“The results have been materially impacted by heavy localised rainfall during the period,” said Carroll. “This was particularly in West New Britain where precipitation was 60% higher than the same period in the prior year and over half the total rainfall recorded in 2011.
“Weather patterns have since returned to more normalised levels but whilst some fruit was harvested during the period, much of it was lost.”
As a result, Carroll predicted full year pre-tax profit for NBPO would fall by 18.1% from $250.8m (€196.2) to $205.4m (€160.7m). Full year revenue would also fall by 5.1% from $747.7m (€585m) to $709.4m (€555m).
Hit by the weather
A spokesman for NBPO said: “The company was hit by the weather. Papua New Guinea saw 60% of its annual rainfall in the first three months [of 2012].”

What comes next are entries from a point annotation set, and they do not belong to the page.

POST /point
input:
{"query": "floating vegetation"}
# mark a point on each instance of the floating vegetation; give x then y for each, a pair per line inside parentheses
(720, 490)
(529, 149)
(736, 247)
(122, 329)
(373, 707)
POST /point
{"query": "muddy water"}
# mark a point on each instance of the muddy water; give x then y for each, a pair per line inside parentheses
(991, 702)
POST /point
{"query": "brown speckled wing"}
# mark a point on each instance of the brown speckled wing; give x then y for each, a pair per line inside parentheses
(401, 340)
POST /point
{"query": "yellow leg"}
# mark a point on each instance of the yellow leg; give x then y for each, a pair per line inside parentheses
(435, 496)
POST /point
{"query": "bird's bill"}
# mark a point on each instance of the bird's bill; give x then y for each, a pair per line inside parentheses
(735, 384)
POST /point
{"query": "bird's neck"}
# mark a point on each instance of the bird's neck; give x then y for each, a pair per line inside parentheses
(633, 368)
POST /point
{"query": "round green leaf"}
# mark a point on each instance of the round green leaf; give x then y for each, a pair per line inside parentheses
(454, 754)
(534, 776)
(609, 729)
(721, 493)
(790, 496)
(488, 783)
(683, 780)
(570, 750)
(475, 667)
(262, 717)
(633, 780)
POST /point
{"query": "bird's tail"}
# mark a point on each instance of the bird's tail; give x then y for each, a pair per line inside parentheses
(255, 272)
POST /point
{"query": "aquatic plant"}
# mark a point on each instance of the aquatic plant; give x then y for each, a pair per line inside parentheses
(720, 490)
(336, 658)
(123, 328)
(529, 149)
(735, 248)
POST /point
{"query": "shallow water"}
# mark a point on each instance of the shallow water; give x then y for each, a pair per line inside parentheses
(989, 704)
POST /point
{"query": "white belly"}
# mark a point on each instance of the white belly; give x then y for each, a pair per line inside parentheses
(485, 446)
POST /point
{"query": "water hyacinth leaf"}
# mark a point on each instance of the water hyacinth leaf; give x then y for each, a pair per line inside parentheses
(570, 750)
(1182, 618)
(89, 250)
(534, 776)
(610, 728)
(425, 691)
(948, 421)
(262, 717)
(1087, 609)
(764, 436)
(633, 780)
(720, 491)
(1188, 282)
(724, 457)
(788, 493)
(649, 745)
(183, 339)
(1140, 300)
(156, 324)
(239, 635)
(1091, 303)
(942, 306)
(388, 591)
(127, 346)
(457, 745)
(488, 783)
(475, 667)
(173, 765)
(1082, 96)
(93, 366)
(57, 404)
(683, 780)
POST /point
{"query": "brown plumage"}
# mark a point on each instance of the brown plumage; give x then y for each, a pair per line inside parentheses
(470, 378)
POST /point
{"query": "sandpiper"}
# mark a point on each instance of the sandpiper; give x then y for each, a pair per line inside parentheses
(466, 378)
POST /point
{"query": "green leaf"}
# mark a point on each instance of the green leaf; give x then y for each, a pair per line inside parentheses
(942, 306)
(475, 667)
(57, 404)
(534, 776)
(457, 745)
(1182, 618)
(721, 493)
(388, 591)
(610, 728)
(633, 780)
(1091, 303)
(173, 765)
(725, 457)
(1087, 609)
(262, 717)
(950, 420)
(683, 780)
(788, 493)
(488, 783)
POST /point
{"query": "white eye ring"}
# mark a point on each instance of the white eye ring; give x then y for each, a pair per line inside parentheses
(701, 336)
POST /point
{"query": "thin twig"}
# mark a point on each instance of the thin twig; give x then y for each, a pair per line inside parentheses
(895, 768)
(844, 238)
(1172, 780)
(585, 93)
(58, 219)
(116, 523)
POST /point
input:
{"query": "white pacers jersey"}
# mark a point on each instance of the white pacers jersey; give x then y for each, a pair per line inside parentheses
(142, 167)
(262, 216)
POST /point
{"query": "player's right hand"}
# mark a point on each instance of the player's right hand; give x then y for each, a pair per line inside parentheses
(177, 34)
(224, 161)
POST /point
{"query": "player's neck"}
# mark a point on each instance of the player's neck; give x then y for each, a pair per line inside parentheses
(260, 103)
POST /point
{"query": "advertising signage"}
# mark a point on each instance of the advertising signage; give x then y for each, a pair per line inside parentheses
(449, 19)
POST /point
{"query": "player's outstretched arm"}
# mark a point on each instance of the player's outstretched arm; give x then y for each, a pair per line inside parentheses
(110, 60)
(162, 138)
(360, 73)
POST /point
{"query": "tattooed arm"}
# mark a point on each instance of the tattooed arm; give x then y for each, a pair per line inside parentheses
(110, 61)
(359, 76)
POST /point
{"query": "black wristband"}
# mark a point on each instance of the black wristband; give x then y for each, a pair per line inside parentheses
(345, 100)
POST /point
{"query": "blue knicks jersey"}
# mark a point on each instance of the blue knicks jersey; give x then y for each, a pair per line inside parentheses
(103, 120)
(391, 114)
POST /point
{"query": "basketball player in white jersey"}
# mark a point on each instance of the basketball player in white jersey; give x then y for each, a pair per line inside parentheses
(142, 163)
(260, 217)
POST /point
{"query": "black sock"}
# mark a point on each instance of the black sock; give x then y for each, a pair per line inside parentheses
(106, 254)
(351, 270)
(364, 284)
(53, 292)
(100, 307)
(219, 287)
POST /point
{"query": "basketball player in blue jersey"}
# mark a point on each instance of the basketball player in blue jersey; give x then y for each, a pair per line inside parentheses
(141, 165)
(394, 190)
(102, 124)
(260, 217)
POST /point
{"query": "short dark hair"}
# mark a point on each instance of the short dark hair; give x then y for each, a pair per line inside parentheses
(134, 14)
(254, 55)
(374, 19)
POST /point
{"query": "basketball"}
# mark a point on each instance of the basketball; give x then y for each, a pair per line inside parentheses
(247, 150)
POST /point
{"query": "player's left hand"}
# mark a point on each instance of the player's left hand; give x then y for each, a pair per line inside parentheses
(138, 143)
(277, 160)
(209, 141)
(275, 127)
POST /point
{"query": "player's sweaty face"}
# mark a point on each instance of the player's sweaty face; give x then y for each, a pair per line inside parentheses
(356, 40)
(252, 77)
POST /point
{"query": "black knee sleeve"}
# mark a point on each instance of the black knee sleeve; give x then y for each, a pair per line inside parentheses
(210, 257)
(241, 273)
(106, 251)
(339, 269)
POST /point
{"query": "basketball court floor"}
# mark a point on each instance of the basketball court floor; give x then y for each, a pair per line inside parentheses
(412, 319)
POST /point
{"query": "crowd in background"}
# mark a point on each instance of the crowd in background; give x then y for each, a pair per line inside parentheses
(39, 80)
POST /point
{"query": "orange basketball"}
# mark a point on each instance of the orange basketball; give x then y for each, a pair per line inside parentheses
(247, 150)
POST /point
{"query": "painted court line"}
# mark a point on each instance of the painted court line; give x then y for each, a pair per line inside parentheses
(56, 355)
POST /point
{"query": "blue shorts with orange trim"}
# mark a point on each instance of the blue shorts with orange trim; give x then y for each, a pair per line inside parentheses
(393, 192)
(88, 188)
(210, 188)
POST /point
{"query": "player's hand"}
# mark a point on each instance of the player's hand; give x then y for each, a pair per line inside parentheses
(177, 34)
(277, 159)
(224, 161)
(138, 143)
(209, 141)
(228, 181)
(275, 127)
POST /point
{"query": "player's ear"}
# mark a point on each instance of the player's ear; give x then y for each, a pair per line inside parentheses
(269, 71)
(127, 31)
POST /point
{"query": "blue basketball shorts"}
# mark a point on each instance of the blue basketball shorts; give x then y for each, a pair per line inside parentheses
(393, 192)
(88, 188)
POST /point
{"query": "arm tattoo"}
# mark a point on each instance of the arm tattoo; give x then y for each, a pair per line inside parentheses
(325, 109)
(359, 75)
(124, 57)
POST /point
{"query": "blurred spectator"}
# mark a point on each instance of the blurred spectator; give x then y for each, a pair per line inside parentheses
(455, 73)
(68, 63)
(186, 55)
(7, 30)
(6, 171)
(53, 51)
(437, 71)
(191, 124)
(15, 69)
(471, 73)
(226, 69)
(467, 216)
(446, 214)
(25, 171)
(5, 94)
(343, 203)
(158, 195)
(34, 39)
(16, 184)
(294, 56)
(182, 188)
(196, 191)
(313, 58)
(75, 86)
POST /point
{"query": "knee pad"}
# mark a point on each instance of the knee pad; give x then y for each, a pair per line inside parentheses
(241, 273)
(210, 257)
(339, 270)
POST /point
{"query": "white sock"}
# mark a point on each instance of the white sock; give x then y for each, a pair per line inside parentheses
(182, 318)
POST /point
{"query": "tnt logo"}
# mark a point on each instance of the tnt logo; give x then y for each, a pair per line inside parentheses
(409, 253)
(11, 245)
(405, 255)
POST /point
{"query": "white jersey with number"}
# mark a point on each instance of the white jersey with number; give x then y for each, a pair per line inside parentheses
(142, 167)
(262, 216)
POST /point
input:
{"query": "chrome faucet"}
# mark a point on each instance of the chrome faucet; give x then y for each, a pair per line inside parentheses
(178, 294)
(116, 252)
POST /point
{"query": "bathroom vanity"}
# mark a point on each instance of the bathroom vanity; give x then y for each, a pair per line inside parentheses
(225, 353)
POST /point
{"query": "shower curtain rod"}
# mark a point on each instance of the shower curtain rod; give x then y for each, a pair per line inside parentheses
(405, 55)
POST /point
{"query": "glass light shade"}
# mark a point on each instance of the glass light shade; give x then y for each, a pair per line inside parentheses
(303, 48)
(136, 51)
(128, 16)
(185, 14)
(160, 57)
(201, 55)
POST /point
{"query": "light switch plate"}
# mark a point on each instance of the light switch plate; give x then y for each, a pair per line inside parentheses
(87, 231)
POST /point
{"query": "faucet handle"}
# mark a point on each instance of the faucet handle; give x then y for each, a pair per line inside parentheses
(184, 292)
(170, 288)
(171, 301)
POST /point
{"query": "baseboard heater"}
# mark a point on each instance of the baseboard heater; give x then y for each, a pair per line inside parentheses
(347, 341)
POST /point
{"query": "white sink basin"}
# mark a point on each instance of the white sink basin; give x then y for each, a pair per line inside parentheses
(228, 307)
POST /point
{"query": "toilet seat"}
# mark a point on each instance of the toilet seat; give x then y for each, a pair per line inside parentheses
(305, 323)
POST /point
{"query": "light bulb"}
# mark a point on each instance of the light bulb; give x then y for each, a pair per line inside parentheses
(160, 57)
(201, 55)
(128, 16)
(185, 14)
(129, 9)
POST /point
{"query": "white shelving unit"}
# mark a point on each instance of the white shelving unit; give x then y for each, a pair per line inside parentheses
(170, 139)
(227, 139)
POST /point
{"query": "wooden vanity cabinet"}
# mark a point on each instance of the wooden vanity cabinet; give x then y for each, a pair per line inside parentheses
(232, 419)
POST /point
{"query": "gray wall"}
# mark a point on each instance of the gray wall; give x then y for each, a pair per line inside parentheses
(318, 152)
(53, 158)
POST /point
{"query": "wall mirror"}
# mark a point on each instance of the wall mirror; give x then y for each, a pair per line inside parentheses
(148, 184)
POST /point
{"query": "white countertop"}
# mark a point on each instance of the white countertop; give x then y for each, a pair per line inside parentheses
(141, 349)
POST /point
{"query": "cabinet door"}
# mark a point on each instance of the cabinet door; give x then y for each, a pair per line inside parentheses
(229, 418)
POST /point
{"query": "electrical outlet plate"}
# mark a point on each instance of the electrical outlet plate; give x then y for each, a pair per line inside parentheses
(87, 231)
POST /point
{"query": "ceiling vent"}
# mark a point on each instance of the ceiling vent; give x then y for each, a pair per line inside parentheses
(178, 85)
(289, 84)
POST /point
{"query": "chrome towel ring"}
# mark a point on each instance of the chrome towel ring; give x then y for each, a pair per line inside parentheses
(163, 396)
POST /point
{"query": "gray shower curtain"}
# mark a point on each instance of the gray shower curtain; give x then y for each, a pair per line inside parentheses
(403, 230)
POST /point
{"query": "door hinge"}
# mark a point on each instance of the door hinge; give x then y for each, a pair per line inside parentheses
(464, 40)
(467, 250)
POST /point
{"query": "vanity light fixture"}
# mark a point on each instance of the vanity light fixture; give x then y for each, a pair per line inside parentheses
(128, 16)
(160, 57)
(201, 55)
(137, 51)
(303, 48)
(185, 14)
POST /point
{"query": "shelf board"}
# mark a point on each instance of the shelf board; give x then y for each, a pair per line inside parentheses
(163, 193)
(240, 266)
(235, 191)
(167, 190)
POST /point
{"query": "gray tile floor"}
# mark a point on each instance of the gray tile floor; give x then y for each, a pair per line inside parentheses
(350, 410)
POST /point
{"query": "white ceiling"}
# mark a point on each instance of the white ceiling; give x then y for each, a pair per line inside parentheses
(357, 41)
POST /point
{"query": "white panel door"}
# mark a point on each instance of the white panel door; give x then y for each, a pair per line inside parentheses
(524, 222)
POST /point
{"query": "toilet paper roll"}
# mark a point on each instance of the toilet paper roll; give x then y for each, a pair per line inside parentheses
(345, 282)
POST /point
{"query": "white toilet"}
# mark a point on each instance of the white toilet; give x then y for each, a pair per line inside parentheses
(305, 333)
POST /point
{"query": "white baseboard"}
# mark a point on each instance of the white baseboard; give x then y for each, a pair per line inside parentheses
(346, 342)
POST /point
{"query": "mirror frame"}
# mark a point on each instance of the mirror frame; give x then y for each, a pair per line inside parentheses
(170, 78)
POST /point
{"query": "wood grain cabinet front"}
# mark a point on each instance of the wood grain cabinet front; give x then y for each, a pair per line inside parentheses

However, he continued: “It’s all back to normal now and we will hit full year numbers.” He said 85-95% of the drop in profit for the first quarter of 2012 had been “entirely down to the rain”. In addition, the currency of Papua New Guinea, the kina, had depreciated against the dollar and that had impacted input costs.
Yields for the company fell for crude palm oil and palm kernel oil, with the latter also dropping 26.6% in price. Revenue for the three months to March 31, 2012, fell by more than a quarter, while pre-tax profit more than halved for the company. Rain also hampered logistics in the region, impacting the extraction rate at the mill, said Carroll.
Supply tight, strong demand
Despite this, prospects remained positive in the medium term, with supplies remaining tight as emerging markets continued to drive strong demand and its health benefits generated growth in developed markets, he said.
The bad weather had been localised to West New Britain, with NBPO’s other operations at Kula; Ramu and the Solomon Islands not impacted to the same extent and yields up 4%, he added. Consequently, Carroll attributed the extremely shaky start to 2012 to “an unavoidable blip that is not management related”.
NBPO also announced that the UK bakery; margarines and fats plant in Liverpool is now operational with sales of packed products to the UK bakery and foodservice sectors underway since February 2012. Investment at the site to double capacity with the addition of a new deodoriser is also underway.